Deception #2: Lack of transparency.
In addition to failing to report problems across all the bank servicers, the OCC and the Fed also refused to disclose specifics about the individual servicers. Earlier this year, Representative Waters sent a letter to the OCC requesting the preliminary results of the foreclosure reviews at the individual servicers and a second letter requesting, among many items, all calls from the consultants to the regulators. To date, the OCC has not provided the requested documents. Senator Elizabeth Warren and Representative Elijah Cummings also requested all updates the individual servicers made to the regulators, but as documented in their recent letter, have also received no response to date. So regulators refused to create a way to show abuses across banks and also refused to give us information about abuses at individual banks.
Deception #3: The OCC misled the public about how many homeowners were harmed.

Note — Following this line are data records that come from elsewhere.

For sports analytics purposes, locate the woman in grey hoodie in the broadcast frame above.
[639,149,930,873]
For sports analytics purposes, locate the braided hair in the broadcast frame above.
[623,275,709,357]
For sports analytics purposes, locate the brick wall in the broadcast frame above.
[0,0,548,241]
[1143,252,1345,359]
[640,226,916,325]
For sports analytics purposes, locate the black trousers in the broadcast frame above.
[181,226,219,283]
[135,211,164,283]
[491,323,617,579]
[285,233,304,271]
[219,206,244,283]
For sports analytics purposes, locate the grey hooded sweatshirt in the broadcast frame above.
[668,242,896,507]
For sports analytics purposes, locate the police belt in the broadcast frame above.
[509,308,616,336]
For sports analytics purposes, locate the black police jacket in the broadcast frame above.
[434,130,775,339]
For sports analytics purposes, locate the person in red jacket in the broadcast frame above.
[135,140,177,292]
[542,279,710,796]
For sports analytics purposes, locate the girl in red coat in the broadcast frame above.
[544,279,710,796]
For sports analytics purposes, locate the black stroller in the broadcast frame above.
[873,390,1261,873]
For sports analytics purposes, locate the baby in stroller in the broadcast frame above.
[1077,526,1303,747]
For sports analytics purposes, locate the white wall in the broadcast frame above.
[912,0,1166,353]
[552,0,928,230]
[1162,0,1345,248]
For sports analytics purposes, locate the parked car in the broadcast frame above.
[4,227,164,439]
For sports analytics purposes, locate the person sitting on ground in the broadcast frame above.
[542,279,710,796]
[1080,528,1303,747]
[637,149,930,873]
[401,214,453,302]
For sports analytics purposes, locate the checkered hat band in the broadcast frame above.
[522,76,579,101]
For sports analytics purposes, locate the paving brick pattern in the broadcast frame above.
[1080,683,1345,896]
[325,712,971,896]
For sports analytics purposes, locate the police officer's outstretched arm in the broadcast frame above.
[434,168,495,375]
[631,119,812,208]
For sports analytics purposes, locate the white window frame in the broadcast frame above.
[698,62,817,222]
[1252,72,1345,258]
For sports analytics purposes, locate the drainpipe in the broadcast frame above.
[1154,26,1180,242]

Earlier this year, the OCC claimed that of all the foreclosure cases reviewed, there were only errors made by the servicers 4.2 percent of the time (a mistake in servicing was considered an “error” if it caused the homeowner financial harm). This number was immediately questioned by the press, with The Wall Street Journal reporting thatthe real error rates were far higher, with Wells Fargo’s error rate at 11 percent. The Journal’s report showed that the OCC could only have arrived at their error rate by gaming the numbers.
The GAO report released last week gives further credibility to the Journal's claims by essentially reporting that the OCC and the Fed couldn't have arrived at accurate estimates of the harm caused to borrowers even if they wanted to. The OCC and the Fed allowed the banks' captured consultants to define what constituted “harm” to the borrower—meaning that not only could findings of harm be minimized, but also that harm rates across the banks could never be aggregated to give a full picture of wrongdoing. Thus, the 4.2 percent error rate the OCC reported was compiled by mashing together incompatible data points, creating a statistic with no basis in reality.
Deception #4: Missing Documents were not considered “errors.”
Also revealed by the report was that the OCC did not define missing documents as an error, though they were “planning” to do so. If you are a homeowner who’s been illegally foreclosed on because your mortgage servicer lost documentation of your payments, you should know the OCC couldn’t be bothered to insist that constituted an error.
Deception #5: Regulators tried to find as few harmed borrowers as possible.
The regulators conveyed that they had two major goals for the Foreclosure Review; first, to “identify as many harmed borrowers as possible.” But a prior report from GAO shows how truly unimportant this goal was, with that report saying that the materials the regulators sent to homeowners were “too complex to be widely understood,” and that the regulators didn’t consult with experienced, on-the-ground advocates to figure out how to ensure the most people possible could have their foreclosures reviewed. In other words, they juiced the process from the get-go, and wanted to find as few harmed borrowers as possible.
Which gets to the second stated goal of the Review: to “restore public confidence in mortgage markets.” This is regulator-speak for reinvigorating the banks’ bottom lines, even if you have to sweep some wrongdoing under the rug in the process. This was the only goal that truly mattered, and the way the OCC and the Fed pursued this goal was to mislead, deny and bury the bodies for the banks.